The various models with differing physics, resolution, and forcing considered in this study all produce a multiple jet flow and indicate that the presence of zonal jets is a robust feature of Southern Ocean–like flows. We have demonstrated that a major factor controlling the scaling of the jets in quasigeostrophic flow is the β effect coupled with eddy–mean flow interaction. In a zonal channel configuration the stratified flow has a strong barotropic component and hence “feels” the bottom. The effective β restricting the meridional extent of the flow is thus a function of the topography. While it is possible to confidently predict the scaling arising in flat-bottomed cases or cases with linearly varying topography, the effects of more complicated topography, although conforming to the same general principles, cannot necessarily be predicted in advance with accuracy. Preliminary simulations with bottom roughness present indicate that for roughness on certain scales at least, the large-scale meridional slope rather than the roughness still determines the meridional scaling [but Treguier and Pannetta (1994) show that other scales of roughness may have more radical effects]. Clearly, our understanding of the effects of rough topography would benefit from a detailed parameter study.

Despite their many differences in configuration, the ocean GCMs FRAM and POP produce a very similar streaky, jetlike flow. There is reasonable agreement between the observed length scales and the topographically adjusted Rhines scaling in all three regimes studied in FRAM and in one to two out of three regimes studied in POP. Because both FRAM and POP possess similar amounts of eddy energy, there is no great difference in the jet spacing observed between these cases (the range is 250–500 km). There is no agreement with the topographically adjusted Rhines scaling in one of the regimes studied in POP, and it is likely that other effects are of importance in determining the jet structure, in particular topographic control by standing eddies generated from nonzonal topography as in Treguier and Pannetta (1994). In support of this, it is important to note that the POP bathymetry is significantly rougher than that in FRAM.

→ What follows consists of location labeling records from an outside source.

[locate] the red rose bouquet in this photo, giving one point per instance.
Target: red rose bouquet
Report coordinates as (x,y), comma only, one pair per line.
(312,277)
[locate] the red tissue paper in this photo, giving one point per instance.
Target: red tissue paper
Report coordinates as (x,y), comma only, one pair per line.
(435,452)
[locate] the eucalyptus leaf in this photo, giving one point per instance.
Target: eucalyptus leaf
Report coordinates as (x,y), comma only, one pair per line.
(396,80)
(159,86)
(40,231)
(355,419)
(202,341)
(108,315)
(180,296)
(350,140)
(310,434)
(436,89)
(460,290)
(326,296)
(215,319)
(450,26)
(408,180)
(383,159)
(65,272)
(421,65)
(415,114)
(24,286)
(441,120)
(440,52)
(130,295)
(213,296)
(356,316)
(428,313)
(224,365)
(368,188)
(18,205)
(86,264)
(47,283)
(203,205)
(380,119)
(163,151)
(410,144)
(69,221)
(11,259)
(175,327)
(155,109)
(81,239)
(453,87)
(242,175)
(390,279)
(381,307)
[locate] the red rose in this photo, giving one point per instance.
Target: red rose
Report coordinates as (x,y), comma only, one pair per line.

That the ACC consists of multiple jets or current cores of fairly limited meridional scale is well known. The present study quantifies the expected scale of variation of the jet structure and highlights the factors determining both the scaling and the location of the multiple jets relative to the large-scale topography. Further studies are required to investigate the effects of isolated topographic features and smaller-scale roughness on the structure of the flow. It would also be of interest to make comparisons with zonal or near-zonal current systems, for example, the Azores Current (eastern North Atlantic, ∼34°N; see Pingree 1998).